Local conditions like weather and terrain can influence farmers’ resilience, alongside programme support.

What we are looking at on the ground

At the heart of this evaluation is a practical question: how do CFIRP’s blended Service Delivery Models work in real conditions? We are examining whether these models still fit farmers’ needs, whether they make business sense for traders, and whether they support farmers to adopt regenerative practices that can strengthen soil health and income resilience.

Fieldwork for the CFIRP evaluation includes focus group discussions to understand how service delivery models work in practice and how farmers experience them. The picture shows a FGD that took place in Uganda.
Fieldwork for the CFIRP evaluation includes focus group discussions to understand how service delivery models work in practice and how farmers experience them. The picture shows a FGD that took place in Uganda.

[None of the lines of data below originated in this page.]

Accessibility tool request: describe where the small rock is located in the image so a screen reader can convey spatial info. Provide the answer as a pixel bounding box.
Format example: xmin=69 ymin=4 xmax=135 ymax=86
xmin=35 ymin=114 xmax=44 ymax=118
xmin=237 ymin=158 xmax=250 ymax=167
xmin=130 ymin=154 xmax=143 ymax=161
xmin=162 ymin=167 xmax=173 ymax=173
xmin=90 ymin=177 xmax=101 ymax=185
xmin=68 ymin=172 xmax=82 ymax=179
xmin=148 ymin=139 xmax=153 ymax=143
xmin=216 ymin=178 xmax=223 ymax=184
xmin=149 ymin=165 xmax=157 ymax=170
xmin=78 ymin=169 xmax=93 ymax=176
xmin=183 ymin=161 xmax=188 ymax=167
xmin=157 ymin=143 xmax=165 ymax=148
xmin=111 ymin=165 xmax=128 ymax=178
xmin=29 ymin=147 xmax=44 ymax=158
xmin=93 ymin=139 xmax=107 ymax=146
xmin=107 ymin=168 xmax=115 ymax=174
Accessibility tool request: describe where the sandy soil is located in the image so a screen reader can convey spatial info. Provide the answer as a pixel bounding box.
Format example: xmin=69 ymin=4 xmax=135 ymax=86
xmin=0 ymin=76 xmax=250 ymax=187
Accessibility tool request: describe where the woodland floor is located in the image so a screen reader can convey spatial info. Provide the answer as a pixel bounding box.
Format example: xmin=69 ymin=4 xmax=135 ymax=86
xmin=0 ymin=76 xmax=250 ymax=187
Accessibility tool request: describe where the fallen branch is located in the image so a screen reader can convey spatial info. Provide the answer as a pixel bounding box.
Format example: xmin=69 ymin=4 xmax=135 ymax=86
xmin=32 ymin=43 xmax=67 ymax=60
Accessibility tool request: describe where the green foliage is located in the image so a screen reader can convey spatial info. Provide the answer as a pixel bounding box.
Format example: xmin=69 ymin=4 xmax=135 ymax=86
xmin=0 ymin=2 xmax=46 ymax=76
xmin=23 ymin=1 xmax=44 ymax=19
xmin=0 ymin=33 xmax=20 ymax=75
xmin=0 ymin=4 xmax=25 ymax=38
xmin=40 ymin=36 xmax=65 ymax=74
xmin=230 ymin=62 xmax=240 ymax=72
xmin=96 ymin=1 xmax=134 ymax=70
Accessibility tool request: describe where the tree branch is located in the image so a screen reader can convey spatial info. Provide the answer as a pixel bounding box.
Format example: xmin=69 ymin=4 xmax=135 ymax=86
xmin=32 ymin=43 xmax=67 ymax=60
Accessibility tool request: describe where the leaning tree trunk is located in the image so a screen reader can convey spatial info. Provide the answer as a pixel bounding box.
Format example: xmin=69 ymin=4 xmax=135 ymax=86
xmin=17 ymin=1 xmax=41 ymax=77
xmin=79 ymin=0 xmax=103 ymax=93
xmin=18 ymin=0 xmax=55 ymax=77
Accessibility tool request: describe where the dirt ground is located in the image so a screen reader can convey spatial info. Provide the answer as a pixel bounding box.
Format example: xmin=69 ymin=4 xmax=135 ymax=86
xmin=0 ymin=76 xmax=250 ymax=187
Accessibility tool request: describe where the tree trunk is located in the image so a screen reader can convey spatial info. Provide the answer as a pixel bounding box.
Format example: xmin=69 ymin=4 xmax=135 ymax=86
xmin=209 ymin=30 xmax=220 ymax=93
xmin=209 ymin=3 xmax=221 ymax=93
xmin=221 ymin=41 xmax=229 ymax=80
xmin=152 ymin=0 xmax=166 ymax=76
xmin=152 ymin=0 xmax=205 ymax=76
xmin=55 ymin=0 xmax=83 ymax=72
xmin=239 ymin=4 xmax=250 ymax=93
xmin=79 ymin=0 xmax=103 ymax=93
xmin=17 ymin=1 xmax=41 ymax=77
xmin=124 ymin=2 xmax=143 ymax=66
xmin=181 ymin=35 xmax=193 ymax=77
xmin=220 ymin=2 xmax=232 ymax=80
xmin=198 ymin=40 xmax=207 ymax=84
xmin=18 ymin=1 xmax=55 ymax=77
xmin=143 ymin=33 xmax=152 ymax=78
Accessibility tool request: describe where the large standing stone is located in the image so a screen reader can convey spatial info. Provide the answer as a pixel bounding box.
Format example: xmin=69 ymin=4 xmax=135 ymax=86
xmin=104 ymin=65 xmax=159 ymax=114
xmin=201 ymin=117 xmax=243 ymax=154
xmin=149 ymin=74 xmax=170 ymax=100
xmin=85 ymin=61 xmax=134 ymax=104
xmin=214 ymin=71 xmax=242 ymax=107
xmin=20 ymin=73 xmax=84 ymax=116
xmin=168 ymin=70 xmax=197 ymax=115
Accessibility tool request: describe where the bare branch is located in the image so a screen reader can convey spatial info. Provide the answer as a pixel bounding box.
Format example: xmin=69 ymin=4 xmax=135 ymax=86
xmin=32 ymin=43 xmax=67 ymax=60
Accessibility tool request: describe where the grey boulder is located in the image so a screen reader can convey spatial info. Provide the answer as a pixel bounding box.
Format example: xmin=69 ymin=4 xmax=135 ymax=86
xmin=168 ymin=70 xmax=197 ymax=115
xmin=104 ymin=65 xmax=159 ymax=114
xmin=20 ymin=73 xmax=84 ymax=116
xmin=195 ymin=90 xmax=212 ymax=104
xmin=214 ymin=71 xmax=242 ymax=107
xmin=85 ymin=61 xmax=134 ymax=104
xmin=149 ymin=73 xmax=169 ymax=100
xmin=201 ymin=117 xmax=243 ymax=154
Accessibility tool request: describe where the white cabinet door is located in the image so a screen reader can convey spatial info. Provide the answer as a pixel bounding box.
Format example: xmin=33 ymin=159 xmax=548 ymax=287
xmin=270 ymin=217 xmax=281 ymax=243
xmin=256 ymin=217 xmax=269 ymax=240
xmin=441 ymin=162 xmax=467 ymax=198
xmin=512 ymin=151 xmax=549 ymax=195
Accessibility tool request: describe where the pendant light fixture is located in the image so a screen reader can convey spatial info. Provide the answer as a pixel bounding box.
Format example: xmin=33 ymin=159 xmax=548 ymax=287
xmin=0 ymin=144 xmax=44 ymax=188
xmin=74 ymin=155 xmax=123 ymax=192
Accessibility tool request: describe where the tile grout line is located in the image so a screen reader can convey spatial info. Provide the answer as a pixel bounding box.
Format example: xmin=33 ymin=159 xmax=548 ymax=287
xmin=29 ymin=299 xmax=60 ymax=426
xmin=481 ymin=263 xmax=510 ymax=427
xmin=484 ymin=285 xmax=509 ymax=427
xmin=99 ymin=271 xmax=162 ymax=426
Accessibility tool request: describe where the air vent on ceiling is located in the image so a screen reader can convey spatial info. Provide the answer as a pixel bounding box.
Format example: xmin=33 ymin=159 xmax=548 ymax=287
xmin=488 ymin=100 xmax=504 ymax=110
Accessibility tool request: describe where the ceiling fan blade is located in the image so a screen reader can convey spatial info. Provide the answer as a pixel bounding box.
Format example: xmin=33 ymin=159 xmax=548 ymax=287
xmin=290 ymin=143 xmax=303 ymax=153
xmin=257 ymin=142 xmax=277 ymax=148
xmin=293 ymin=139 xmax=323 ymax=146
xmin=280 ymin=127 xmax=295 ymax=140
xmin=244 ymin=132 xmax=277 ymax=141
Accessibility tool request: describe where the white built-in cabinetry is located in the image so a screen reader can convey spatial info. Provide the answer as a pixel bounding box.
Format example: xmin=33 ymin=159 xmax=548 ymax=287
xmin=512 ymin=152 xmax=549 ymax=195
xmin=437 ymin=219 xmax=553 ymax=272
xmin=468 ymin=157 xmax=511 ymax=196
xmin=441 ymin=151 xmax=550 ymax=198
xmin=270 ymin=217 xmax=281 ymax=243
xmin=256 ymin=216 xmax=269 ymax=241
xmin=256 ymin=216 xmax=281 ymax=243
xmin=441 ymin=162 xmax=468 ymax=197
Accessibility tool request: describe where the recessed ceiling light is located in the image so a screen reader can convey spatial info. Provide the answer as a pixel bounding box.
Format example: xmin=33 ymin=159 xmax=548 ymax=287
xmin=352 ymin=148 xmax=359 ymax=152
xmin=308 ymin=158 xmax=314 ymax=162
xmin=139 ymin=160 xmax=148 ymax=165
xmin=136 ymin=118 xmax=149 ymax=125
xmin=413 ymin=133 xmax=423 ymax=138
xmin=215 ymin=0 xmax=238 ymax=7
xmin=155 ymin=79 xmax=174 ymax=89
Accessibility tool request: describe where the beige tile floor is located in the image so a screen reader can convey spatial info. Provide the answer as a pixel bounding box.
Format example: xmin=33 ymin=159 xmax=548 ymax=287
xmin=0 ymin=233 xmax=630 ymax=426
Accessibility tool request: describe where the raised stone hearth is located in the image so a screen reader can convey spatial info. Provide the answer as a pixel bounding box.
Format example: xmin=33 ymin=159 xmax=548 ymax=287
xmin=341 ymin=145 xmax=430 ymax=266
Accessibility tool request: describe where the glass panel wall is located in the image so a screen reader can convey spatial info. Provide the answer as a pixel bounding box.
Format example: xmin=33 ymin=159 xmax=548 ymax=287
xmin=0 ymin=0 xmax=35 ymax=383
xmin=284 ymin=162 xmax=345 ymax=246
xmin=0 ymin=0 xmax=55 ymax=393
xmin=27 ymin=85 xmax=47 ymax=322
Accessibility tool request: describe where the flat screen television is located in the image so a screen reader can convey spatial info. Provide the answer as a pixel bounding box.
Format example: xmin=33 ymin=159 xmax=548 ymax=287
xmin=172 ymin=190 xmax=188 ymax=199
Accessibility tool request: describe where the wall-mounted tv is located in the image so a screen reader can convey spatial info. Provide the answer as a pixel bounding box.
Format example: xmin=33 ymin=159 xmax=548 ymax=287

Why Contribution Analysis applies to this context

Because coffee systems are influenced by multiple factors at once, we are using a theory-based, mixed-method Contribution Analysis approach. Rather than trying to claim a single “cause”, this approach helps build a strong plausibility case by triangulating evidence. We compare results across baseline, midline and endline data, look at differences between farmers with different levels of service exposure, and test alternative explanations such as climate shocks, market volatility and reforms.

Evidence that we are bringing together

Our evidence includes an endline household survey, partner monitoring data, interviews and focus group discussions, and soil testing aligned with earlier rounds (analysed by CropNuts).

Where we are in the process

We are currently in the fieldwork and analysis phase until mid-March. However, early signals from our field visit in Kenya suggest several developments worth paying attention to.

Field visits help connect household and monitoring data with day-to-day farming and post-harvest practices.
Field visits help connect household and monitoring data with day-to-day farming and post-harvest practices.

Early signals from the Kenya field visit

·       A sector adapting fast: Recent coffee-sector reforms appear to be changing how money and incentives flow in the value chain, and some service delivery models are adjusting their approach rather than continuing “business as usual”.

·       Cooperatives taking a central role: Cooperatives are increasingly organising services for farmers, including advances/input finance and working with partners to bring services closer to farmers.

·       Practical interest in regenerative options: Farmers’ early feedback points to strong interest in regenerative agriculture and diversification activities that feel useful in day-to-day farming, including composting and dairy-related options.

·       Local delivery, local entrepreneurship: In some places, lead farmers/promotors are not only supporting peers, but are also starting small paid services (for example, composting workshops or nurseries). If validated, this could be a promising pathway for sustainability.

The evaluation looks at how incentives and services move through the coffee value chain, including how cooperatives and traders organise delivery and finance.
The evaluation looks at how incentives and services move through the coffee value chain, including how cooperatives and traders organise delivery and finance.

What happens next

The full evidence base will be analysed and validated in the following phases of the evaluation. This will ensure that learning is grounded, and accountability is supported by what the data can credibly show.